I am coming, gradually, to see that the edge is the inevitable place for anyone called to the kind of quasi-solitary prayer that this blog describes. There is that in me, as there is in a lot of people, which grasps at belonging. It's a way of self-validation I suppose, of identifying with something more than myself, but it is profoundly unhelpful. To get caught up in the politics, in the identity mechanisms, of any organisation - however "holy" - risks damage not only to the solitary pilgrim, but to the church that comes to believe they can be relied upon. 

This is a painful admission. Rohr goes on: 

I am convinced that when Jesus sent his first disciples on the road to preach to "all the nations" (Matthew and Luke) and to "all creation" (Mark), he was also training them to risk leaving their own security systems and yet to be gatekeepers for them. He told them to leave the home office and connect with other worlds. This becomes even clearer in his instruction for them "not to take any baggage" and to submit to the hospitality and even the hostility of others. Jesus says the same of himself in John's Gospel (10:7), where he calls himself "the gate" where people "will go freely in and out, and be sure of finding pasture" (10:9). What an amazing permission! He sees himself more as a place of entrance and exit than a place of settlement. Funny that we always noticed the "in" but never the "out"! 
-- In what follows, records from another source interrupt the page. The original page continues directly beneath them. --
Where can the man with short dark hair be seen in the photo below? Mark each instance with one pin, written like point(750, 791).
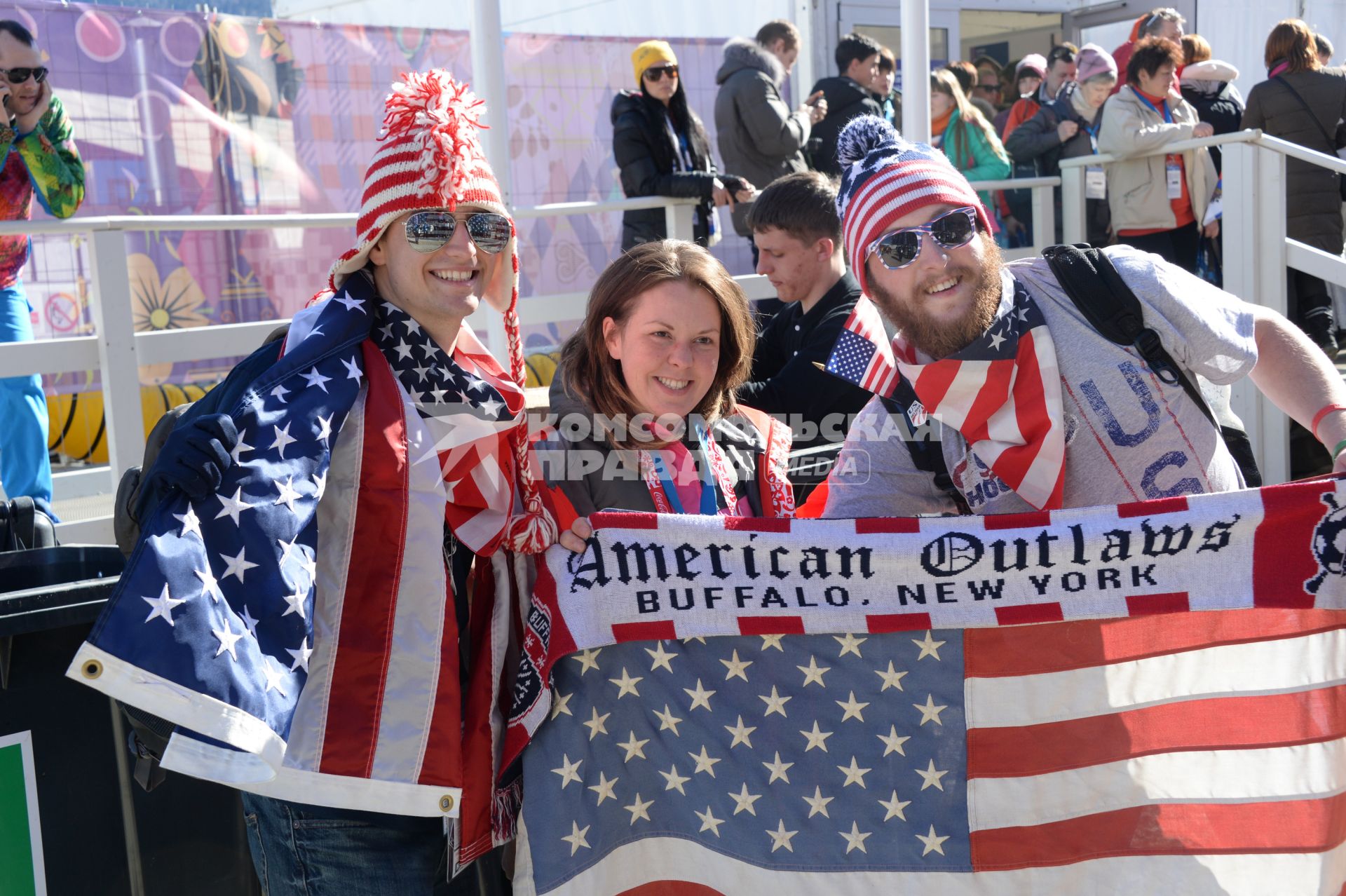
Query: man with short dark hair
point(1061, 70)
point(797, 232)
point(848, 96)
point(1161, 22)
point(882, 88)
point(761, 139)
point(39, 156)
To accept that permission, though, while remaining aware of one's own incompleteness (sinfulness), is an extraordinary freedom, despite the social and psychological risk inherent in such a position. As Rohr says, earlier in this same essay:

The edge of things is a liminal space -- a very sacred place where guardian angels are especially available and needed. The edge is a holy place, or as the Celts called it, "a thin place" and you have to be taught how to live there. To take your position on the spiritual edge of things is to learn how to move safely in and out, back and forth, across and return. It is a prophetic position, not a rebellious or antisocial one. When you live on the edge of anything with respect and honor, you are in a very auspicious position. 

It doesn't, I have to say, feel very auspicious. But perhaps that's as well: it would be fatally easy to mistake such liminality for heroism, as Colin Wilson pointed out in The Outsider many years ago. Nevertheless it seems inescapable; it appears that, to the extent one fails to recognise or accept the gift for what it is, one is doomed to reenact one's old mistakes. "Don't pay the ferryman," sang Chris de Burgh; it may be good advice, out on the edge.